There are times in your life and situations in which it's fun to stand out. Eating at a fine dining restaurant is not one of those times. When you eat at a fine dining restaurant, you want to blend in and go along with the expected etiquette to avoid calling too much attention to yourself. But what does following etiquette mean in this case? Here are some basic rules to keep in mind. 

1. Put your napkin on your lap.

When you sit down, almost immediately remove the napkin from the table, shake it out, and place it on your lap. Keep the napkin on your lap throughout the entire meal. If you need to get up, place the napkin on your chair. When the meal is over, fold the napkin up neatly with the top of the napkin folded up to the inside to contain any crumbs.
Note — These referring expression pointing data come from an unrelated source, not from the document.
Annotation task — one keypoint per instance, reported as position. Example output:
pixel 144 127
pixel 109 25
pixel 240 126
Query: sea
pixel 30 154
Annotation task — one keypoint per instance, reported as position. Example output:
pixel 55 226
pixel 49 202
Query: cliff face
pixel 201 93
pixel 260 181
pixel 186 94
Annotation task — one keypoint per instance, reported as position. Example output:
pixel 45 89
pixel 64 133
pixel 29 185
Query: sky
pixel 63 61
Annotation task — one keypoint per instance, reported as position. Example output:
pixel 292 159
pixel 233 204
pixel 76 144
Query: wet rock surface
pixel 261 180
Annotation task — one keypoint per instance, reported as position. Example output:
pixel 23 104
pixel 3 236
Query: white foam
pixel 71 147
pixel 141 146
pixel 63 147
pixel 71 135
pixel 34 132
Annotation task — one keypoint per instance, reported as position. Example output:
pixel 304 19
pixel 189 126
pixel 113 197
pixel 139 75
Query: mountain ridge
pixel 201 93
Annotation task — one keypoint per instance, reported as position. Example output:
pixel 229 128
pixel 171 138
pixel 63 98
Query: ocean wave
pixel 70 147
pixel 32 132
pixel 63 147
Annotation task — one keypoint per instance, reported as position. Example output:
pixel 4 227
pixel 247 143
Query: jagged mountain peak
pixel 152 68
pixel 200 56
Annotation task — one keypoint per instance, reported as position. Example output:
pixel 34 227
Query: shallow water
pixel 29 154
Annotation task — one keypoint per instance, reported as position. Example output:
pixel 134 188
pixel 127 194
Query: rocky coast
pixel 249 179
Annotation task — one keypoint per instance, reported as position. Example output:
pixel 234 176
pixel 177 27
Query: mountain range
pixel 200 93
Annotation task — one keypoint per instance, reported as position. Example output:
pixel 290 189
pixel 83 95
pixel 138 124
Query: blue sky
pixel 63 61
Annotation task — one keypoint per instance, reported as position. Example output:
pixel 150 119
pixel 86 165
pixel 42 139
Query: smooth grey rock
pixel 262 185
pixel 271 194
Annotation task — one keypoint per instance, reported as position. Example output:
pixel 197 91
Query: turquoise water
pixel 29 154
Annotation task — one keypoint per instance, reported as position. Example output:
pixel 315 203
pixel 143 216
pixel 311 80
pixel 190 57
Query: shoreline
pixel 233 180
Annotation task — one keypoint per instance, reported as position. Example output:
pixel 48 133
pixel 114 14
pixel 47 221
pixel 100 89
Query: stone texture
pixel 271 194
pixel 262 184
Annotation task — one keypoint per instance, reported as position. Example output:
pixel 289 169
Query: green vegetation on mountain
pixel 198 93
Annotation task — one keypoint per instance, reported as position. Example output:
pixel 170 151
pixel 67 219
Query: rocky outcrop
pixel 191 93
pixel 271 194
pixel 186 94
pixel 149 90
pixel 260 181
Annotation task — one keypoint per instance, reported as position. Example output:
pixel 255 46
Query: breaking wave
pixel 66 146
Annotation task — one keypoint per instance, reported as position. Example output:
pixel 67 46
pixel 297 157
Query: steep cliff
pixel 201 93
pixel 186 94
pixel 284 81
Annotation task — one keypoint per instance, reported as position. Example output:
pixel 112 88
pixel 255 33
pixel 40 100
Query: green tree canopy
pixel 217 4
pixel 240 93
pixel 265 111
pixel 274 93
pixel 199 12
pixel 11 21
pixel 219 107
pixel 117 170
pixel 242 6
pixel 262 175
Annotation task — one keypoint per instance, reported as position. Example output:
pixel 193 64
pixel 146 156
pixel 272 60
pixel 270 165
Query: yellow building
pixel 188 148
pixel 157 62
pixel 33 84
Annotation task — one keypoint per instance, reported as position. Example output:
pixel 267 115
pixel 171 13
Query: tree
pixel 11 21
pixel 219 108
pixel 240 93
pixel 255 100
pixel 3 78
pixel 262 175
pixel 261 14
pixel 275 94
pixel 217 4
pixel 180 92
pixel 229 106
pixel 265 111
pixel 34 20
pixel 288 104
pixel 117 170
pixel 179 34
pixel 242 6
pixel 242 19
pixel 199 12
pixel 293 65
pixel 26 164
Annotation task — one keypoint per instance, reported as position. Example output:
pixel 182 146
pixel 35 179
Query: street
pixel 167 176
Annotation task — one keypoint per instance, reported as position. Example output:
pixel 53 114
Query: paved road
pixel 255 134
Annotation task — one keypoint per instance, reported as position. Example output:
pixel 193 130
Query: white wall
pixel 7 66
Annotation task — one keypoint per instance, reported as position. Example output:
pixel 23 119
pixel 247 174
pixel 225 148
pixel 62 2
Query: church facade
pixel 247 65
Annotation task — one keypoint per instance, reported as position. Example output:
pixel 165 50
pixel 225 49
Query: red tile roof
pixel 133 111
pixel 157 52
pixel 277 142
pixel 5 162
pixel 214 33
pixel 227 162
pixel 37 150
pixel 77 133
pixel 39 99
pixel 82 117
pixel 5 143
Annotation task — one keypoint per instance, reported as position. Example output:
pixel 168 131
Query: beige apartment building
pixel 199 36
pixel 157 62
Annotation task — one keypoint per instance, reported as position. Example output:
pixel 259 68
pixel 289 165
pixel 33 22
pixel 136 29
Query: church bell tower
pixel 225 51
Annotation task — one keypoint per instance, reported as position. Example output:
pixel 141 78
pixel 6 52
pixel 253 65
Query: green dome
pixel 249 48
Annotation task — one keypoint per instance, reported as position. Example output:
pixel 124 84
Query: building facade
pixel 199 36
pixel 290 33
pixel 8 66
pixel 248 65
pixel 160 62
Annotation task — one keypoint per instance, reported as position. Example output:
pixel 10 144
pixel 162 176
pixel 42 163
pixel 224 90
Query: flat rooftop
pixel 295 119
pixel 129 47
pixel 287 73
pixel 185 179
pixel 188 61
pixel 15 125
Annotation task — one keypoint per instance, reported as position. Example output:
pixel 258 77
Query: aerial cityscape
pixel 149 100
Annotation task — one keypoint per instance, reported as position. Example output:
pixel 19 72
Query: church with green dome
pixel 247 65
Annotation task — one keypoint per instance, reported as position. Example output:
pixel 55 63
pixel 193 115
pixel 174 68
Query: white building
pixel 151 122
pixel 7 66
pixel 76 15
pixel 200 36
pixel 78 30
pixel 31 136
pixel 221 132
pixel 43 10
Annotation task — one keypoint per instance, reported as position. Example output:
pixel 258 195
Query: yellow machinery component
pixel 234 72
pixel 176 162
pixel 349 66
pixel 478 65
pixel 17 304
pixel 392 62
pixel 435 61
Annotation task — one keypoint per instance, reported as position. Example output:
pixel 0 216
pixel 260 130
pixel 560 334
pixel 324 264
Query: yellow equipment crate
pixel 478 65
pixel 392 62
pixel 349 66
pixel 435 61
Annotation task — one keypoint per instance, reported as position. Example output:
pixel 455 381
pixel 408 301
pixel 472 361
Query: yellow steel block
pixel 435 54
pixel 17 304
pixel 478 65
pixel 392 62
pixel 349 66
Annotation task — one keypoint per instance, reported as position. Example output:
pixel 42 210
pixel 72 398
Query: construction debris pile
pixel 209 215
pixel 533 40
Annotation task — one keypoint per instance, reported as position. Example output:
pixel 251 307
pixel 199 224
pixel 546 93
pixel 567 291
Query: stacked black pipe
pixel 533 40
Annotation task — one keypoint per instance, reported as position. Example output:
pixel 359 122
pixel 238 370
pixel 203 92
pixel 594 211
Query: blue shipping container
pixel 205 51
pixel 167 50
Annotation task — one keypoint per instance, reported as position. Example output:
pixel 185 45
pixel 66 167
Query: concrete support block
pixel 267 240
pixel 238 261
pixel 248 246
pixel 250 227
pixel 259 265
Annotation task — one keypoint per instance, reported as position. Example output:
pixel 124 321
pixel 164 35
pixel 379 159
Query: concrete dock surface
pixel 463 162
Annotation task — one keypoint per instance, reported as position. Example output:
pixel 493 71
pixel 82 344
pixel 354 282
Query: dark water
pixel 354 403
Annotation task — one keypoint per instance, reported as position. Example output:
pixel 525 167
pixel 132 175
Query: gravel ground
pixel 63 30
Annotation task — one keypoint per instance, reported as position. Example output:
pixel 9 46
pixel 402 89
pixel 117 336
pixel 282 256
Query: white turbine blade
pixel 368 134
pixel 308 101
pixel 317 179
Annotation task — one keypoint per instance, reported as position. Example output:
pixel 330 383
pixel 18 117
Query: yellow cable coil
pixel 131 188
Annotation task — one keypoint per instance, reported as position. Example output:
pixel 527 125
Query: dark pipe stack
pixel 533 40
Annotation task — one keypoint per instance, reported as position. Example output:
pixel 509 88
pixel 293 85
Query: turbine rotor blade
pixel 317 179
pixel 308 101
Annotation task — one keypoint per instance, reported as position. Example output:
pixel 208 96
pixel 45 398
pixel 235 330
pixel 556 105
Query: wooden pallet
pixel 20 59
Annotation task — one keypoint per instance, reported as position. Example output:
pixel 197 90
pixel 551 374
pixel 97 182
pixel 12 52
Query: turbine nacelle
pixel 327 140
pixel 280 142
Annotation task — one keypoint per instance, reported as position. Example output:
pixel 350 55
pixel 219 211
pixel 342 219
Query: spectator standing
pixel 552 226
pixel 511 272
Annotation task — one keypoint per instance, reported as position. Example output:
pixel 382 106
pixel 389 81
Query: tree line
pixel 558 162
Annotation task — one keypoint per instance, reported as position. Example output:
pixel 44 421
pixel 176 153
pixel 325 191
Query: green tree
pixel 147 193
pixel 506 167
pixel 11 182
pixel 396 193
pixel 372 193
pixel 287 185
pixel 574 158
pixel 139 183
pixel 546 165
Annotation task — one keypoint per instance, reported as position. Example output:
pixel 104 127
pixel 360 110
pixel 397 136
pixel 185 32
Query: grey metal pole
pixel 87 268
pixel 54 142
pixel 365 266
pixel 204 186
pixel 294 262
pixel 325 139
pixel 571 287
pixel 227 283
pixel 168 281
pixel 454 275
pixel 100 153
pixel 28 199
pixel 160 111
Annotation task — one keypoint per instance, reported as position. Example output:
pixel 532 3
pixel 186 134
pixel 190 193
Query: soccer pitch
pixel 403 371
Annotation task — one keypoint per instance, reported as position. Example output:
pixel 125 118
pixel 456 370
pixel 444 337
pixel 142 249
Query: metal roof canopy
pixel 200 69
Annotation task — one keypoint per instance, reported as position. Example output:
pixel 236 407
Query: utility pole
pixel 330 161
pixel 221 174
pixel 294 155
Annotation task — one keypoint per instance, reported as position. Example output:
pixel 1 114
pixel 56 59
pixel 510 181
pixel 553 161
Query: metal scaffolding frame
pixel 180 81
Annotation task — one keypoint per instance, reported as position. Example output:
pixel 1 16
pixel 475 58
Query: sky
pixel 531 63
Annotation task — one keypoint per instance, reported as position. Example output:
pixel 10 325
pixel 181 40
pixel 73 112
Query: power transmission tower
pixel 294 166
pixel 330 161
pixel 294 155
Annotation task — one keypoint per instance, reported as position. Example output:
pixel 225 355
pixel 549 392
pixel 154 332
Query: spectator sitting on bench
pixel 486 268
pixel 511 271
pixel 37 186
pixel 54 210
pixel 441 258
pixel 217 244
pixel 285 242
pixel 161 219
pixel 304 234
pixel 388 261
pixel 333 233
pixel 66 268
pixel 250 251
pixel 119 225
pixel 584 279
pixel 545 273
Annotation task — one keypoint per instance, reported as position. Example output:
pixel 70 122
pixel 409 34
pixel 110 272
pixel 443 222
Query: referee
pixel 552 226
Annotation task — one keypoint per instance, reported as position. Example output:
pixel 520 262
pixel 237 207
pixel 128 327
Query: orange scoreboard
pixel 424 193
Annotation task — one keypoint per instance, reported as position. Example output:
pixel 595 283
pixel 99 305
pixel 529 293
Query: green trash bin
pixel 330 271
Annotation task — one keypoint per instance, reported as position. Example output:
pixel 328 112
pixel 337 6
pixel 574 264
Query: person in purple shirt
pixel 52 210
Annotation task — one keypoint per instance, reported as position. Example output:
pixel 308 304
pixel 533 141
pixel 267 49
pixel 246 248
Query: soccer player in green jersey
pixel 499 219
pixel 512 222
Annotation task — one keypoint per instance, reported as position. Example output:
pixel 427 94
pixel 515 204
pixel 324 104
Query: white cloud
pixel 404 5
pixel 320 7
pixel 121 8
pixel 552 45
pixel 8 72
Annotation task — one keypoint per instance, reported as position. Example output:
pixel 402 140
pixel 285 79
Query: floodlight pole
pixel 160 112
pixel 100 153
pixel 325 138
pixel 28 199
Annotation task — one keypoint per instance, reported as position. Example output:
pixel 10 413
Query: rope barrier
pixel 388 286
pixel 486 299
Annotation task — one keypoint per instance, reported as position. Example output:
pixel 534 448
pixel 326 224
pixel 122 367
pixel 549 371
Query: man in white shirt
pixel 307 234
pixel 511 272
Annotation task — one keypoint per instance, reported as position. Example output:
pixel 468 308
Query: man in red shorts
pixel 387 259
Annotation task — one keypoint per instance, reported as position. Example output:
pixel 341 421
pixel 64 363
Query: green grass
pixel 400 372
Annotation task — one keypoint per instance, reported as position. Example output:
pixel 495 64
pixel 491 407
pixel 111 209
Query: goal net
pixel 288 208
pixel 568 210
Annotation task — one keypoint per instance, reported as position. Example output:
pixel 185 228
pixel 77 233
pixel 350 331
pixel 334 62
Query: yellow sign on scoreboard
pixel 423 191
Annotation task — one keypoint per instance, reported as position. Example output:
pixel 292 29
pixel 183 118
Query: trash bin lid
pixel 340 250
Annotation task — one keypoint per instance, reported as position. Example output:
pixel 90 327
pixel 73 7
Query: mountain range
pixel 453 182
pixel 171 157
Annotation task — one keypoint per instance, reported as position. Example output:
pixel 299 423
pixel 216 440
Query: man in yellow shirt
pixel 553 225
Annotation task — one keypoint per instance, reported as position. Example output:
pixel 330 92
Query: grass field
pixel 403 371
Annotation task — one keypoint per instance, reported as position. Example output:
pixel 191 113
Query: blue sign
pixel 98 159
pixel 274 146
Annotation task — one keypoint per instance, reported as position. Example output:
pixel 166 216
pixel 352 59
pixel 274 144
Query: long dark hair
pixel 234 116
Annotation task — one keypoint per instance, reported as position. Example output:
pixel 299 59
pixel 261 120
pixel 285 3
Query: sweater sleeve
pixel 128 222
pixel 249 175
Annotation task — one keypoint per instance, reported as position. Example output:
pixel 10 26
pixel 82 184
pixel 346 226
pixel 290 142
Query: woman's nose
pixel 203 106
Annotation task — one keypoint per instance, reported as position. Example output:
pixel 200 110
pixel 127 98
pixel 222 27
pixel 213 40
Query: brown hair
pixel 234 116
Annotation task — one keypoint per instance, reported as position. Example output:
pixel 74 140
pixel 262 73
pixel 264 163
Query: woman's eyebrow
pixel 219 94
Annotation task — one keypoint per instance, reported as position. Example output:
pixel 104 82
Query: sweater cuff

2. Keep the menu on the table.

Menus are not meant to be lifted off the table. Chances are, at a fine dining restaurant, you'll be given a menu that is basically one sheet, perhaps with a front and a back. Set it down on the table like you would a document you were reading at work. If you do have a larger, folded menu, you can rest an edge of it on the table. But one part of the menu should be touching the table at all times. 

3. Order appetizers, or don't.

If everyone else at the table orders an appetizer, you should, too. This way, you won't be sitting silently as everyone else is eating their food, which would be poor etiquette. One exception would be if you know the restaurant provides bread baskets. You could then nibble on some bread while others eat their appetizers, so you won't be sitting idly.

4. Don't stack plates when you're finished.

At a less fancy restaurant, you might want to help the servers and bussers by stacking your dishes when you're done eating. But this could be seen as being in poor taste in a fine dining restaurant. Leave your plates in place when you're done eating and just set your silverware gently across the top. Let the waitstaff worry about the stacking and clearing.

5. Avoid splitting the bill, if possible.

At fine dining restaurants, it is most appropriate to have one person pick up the tab. If this means you have to pay back that person later, then so be it. You want to avoid sending the server back with three different credit cards to scan and complicated instructions for splitting the check.

If you follow these key etiquette rules, you'll fit right in at the fine dining restaurant. Enjoy!